Look Before You Lean

Another book on my December reading binge was Look Before You Lean by “Employee X.” It was recommended by my friend and fellow curious cat, Steve Holt, in a quick Tweet. I took a look, and the topic seemed right up my alley.  Indeed it is.  Here is an opening quote

[H]ow … does Lean … continue to thrive when companies hat sign up for it have been droppingn out at a rate of more than 90%? There are people, even among Lean’s most ardent advocates, who have conscientiously tried to deal with this daunting statistic. 

That quote gives a good sense of what the book does. It’s a look at a Lean implementation from an employee in a company going through a Lean initiative, rather than from the eyes of a consultant or maybe the internal champion of such an implementation. He’s kept himself anonymous because he is rather negative as to the thinking of the corporate leaders, and he is particularly negative about the way the consultants approached the project. It is definitely framed as a cautionary tale: the author is hoping others will read this before they dive in. I am pretty sure he isn’t saying, “Don’t do it.” He’s saying, “Think.” and “Don’t do it this way."

The story isn’t all negative, because the author did a lot of independent research about Lean and could see where it could/should work. I appreciated this aspect of the writing just as much as the cautionary tale that motivates the book.  From his perspective, Lean did not fly at his company - and it doesnt fly at many companies. He pins the blame on both the company leads for abdicating their thinking to the consultants. And he blames the consultants for a roughshod implementation - with plenty of examples of what sound like over-the-top activities.  

I pulled some suggestions or food for thought from “Employee X” and the book. Some of these are for the presumed audience of people who are looking at lean. There are other ideas here for just about any change initiative. And there are definitely ideas for consultants (me included). 

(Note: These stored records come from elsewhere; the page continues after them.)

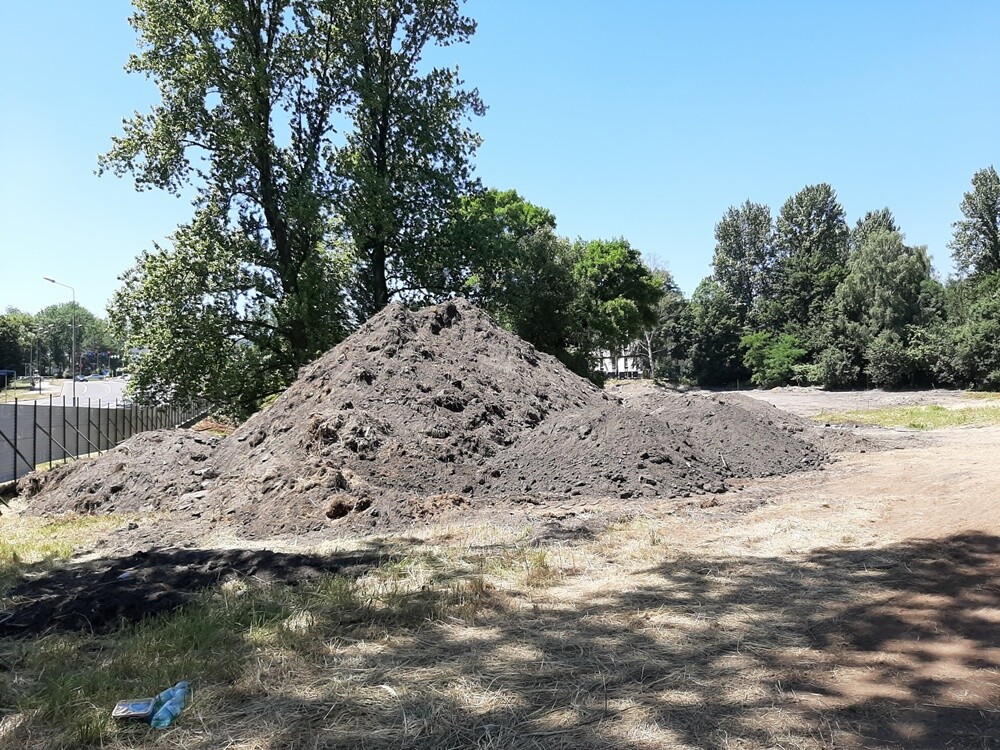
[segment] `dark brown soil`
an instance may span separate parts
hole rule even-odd
[[[393,305],[217,446],[147,434],[21,487],[36,513],[162,509],[248,537],[353,535],[504,505],[717,493],[828,458],[808,423],[764,404],[621,395],[463,300]]]

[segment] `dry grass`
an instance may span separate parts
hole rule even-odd
[[[0,594],[26,570],[40,572],[64,561],[122,522],[111,516],[74,516],[55,521],[16,513],[0,516]]]
[[[416,532],[358,580],[229,584],[107,637],[0,642],[0,747],[990,747],[1000,656],[977,618],[1000,612],[1000,540],[877,547],[858,505],[721,536],[652,515],[574,544]],[[919,647],[879,640],[907,632]],[[180,678],[196,698],[169,731],[107,720]]]
[[[985,394],[984,394],[985,395]],[[992,394],[991,394],[992,395]],[[1000,424],[1000,407],[949,409],[937,404],[899,406],[844,412],[824,412],[813,419],[841,424],[870,424],[878,427],[907,427],[934,430],[943,427],[986,427]]]

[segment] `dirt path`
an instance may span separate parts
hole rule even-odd
[[[721,391],[739,393],[759,401],[766,401],[779,409],[812,417],[823,412],[856,411],[861,409],[881,409],[891,406],[912,406],[938,404],[946,408],[962,406],[982,406],[983,402],[969,391],[923,390],[923,391],[824,391],[819,388],[788,386],[767,391]]]

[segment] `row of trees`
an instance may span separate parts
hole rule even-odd
[[[580,372],[632,346],[649,371],[703,384],[1000,379],[992,169],[963,204],[947,286],[888,209],[851,228],[815,185],[774,219],[729,209],[686,300],[624,239],[569,241],[547,210],[473,179],[483,103],[423,59],[471,39],[460,1],[134,0],[128,69],[161,101],[101,169],[194,207],[109,306],[144,352],[140,397],[248,414],[388,302],[454,294]]]
[[[117,364],[122,345],[109,331],[107,321],[66,302],[34,315],[12,307],[0,315],[0,370],[68,376],[74,325],[78,373],[86,375]]]
[[[145,352],[138,395],[252,412],[391,300],[465,294],[581,372],[652,324],[659,289],[627,242],[569,242],[472,179],[483,104],[422,61],[474,33],[458,0],[135,6],[128,69],[161,103],[101,168],[194,196],[109,306]]]
[[[1000,387],[993,167],[976,172],[961,209],[957,276],[942,283],[888,208],[850,227],[829,185],[804,188],[773,220],[761,204],[731,207],[716,226],[712,275],[661,320],[664,338],[705,385]]]

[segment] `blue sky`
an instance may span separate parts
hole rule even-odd
[[[624,236],[690,293],[730,205],[828,182],[853,224],[888,206],[946,247],[972,174],[1000,167],[1000,4],[470,0],[459,64],[489,107],[477,174],[550,209],[561,234]],[[155,101],[126,75],[125,0],[4,8],[0,310],[76,289],[97,314],[183,199],[94,174],[123,116]]]

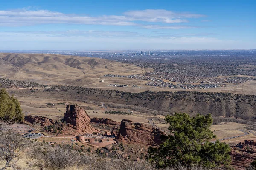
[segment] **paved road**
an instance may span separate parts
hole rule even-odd
[[[239,135],[239,136],[232,136],[232,137],[229,137],[227,138],[223,138],[223,139],[219,139],[219,140],[220,141],[223,141],[224,140],[227,140],[227,139],[233,139],[233,138],[238,138],[238,137],[242,137],[242,136],[246,136],[247,135],[249,135],[249,132],[248,132],[247,131],[244,130],[244,129],[239,129],[239,130],[241,131],[241,132],[242,132],[244,133],[244,134],[243,135]],[[215,140],[215,141],[211,141],[211,142],[212,143],[214,143],[216,142],[217,140]]]

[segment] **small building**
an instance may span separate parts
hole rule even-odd
[[[111,135],[111,133],[109,132],[108,132],[109,133],[108,134]],[[111,138],[97,135],[79,135],[78,136],[78,139],[81,142],[84,142],[98,147],[104,147],[110,144],[115,143],[116,142],[114,137]]]
[[[105,136],[110,136],[111,135],[111,133],[108,131],[106,131],[105,132],[105,133],[104,133],[104,134],[105,135]]]

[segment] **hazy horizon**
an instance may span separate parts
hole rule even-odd
[[[1,3],[1,50],[256,48],[250,0]]]

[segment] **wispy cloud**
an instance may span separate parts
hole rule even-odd
[[[158,26],[144,25],[138,22],[172,24],[187,23],[188,19],[203,15],[176,13],[165,10],[131,11],[123,15],[89,16],[69,14],[48,10],[21,10],[0,11],[0,26],[18,26],[42,24],[79,24],[115,26],[137,26],[148,29],[179,29],[186,26]]]
[[[199,18],[205,16],[187,13],[176,13],[164,9],[130,11],[125,12],[124,14],[135,20],[164,23],[186,23],[188,21],[184,18]]]
[[[199,27],[196,27],[189,26],[183,25],[172,25],[172,26],[161,26],[159,25],[141,25],[141,26],[143,28],[147,29],[182,29],[182,28],[200,28]]]

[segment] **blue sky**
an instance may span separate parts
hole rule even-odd
[[[256,48],[253,0],[0,0],[0,50]]]

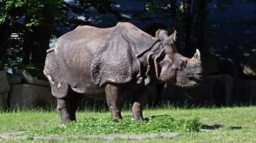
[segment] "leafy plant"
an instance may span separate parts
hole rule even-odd
[[[168,115],[150,117],[142,122],[135,122],[131,117],[125,117],[123,120],[110,117],[88,117],[76,122],[69,122],[65,127],[33,130],[29,134],[36,136],[199,132],[201,126],[201,123],[198,118],[175,120]]]

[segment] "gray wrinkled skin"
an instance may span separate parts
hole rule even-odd
[[[129,23],[98,28],[78,26],[60,37],[47,52],[44,73],[57,99],[61,124],[75,120],[78,101],[82,96],[106,99],[111,115],[121,119],[122,95],[132,95],[132,112],[143,120],[146,86],[170,83],[193,87],[201,79],[200,52],[192,58],[183,56],[168,36],[157,38]]]

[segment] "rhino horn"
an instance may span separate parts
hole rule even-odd
[[[196,52],[192,58],[201,61],[201,53],[198,49],[196,50]]]

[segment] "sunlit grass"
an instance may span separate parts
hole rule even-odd
[[[110,116],[110,113],[107,109],[94,109],[80,110],[77,113],[77,122],[71,123],[66,128],[67,134],[88,134],[88,129],[85,126],[90,126],[96,124],[101,124],[102,127],[106,126],[113,126],[115,124],[121,126],[131,126],[130,129],[127,130],[127,132],[131,134],[139,134],[139,130],[135,132],[131,129],[133,126],[137,126],[139,129],[142,129],[139,126],[143,126],[142,130],[148,130],[148,132],[156,132],[154,128],[158,126],[164,126],[162,121],[174,120],[179,121],[185,120],[189,121],[191,119],[199,119],[199,122],[203,124],[202,129],[207,130],[200,132],[183,132],[179,130],[174,130],[175,132],[179,132],[179,135],[172,139],[172,142],[256,142],[256,107],[193,107],[191,109],[183,109],[172,105],[165,107],[158,107],[156,109],[146,108],[143,111],[143,115],[150,121],[145,123],[134,122],[131,118],[131,112],[127,107],[123,112],[123,120],[117,122],[113,120]],[[92,121],[94,120],[94,121]],[[143,125],[154,122],[154,126],[150,128],[144,127]],[[152,123],[151,122],[151,123]],[[169,123],[170,123],[170,122]],[[108,124],[109,123],[109,124]],[[77,126],[77,129],[73,128]],[[159,127],[159,126],[158,126]],[[100,127],[97,127],[100,128]],[[0,132],[8,132],[11,131],[28,131],[30,136],[37,134],[60,134],[57,130],[53,129],[61,129],[60,126],[59,115],[55,109],[51,111],[44,110],[26,110],[20,111],[1,111],[0,113]],[[62,128],[63,129],[64,128]],[[62,129],[61,129],[62,130]],[[74,132],[77,130],[75,132]],[[111,134],[118,132],[110,132],[111,130],[99,130],[91,132],[90,134]],[[112,130],[112,131],[113,131]],[[172,130],[170,130],[172,131]],[[104,132],[106,132],[104,133]],[[165,132],[165,131],[164,131]],[[29,133],[30,132],[30,133]],[[123,133],[122,132],[119,132]],[[68,142],[67,140],[75,140],[76,142],[83,142],[84,139],[67,139],[59,140],[61,142]],[[88,139],[88,142],[103,142],[103,139]],[[27,140],[28,142],[29,140]],[[39,140],[38,140],[39,141]],[[49,139],[49,142],[58,142],[58,140]],[[134,141],[134,140],[133,140]],[[108,141],[109,142],[109,141]],[[115,140],[113,142],[131,142],[126,140]],[[131,141],[132,142],[132,141]],[[170,139],[155,138],[137,140],[136,142],[170,142]]]

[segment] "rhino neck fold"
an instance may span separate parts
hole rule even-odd
[[[136,55],[139,64],[139,73],[137,75],[137,83],[145,85],[150,83],[156,77],[154,72],[154,58],[162,49],[162,42],[156,41],[154,44],[147,50]]]

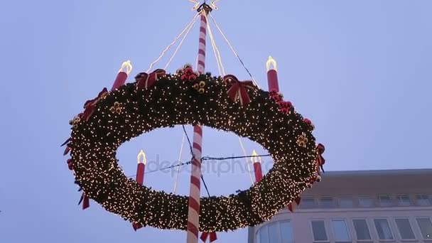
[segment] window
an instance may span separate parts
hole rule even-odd
[[[416,202],[418,206],[430,206],[431,200],[427,195],[416,195]]]
[[[335,208],[336,205],[332,197],[323,197],[320,199],[320,203],[323,208]]]
[[[423,239],[432,239],[432,223],[431,222],[431,219],[428,217],[420,217],[416,220]]]
[[[350,241],[345,220],[332,220],[332,226],[333,227],[336,242],[348,242]]]
[[[302,209],[310,209],[318,207],[315,198],[301,198],[301,203],[300,204],[300,208]]]
[[[409,219],[396,219],[396,225],[399,230],[399,234],[402,239],[416,239],[416,236],[411,227]]]
[[[358,240],[372,239],[366,220],[352,220],[354,230]]]
[[[374,220],[375,228],[379,239],[393,239],[392,228],[389,225],[389,221],[386,219]]]
[[[381,195],[378,196],[378,201],[379,202],[379,206],[381,207],[392,207],[393,206],[393,202],[392,198],[388,195]]]
[[[411,200],[408,195],[400,195],[397,196],[398,206],[410,206]]]
[[[350,197],[339,198],[339,206],[342,208],[354,207],[354,205],[352,203],[352,198]]]
[[[360,196],[359,197],[359,206],[362,207],[374,207],[374,200],[369,196]]]
[[[313,233],[313,240],[315,242],[328,242],[327,232],[324,220],[312,221],[312,232]]]
[[[263,226],[256,232],[256,239],[259,243],[293,243],[291,222],[281,221]]]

  • Leaders must remain engaged. Specifically, leaders cannot abdicate responsibility for running the organization.  That’s their job.  (Sounds like I still have Deming in my head.)
  • Don’t forget that organizations are made of people. No matter how interesting the process stuff is, it is still executed and followed and gotten-around by the people. It’s a big challenge of Lean and other process-focused approaches to the world. Or maybe it is a challenge of the people drawn to these disciplines.
  • Consultants may be helpful, but they aren’t all perfect. Look for the ones that are confident but have some sense of humility.
  • Be careful of over-reliance on The Way It’s Done. Be on the lookout for new opportunities and new ways of approaching an initiative. Be on particular lookout for signals that the initiative isn’t going as expected. Maybe even expect some failures. Learn and adjust.
  • Don’t treat people like idiots or assume “people don’t like change.” They don’t like being changed. This is also one of those opportunities: where are they stuck, and what about your initiative has left them behind?  (Scary discussion of change resisters "antibodies” that must be purged from the organization for the change to succeed.)
  • Assign a Vice President of Devil’s Advocacy to be the corporate contrarian (page 106). In other words find a way to make it okay for people to disagree without being seen as an antibody to be purged. I have fond memories of Orbiting the Corporate Hairball and the idea of a “corporate anomaly” in a leadership position.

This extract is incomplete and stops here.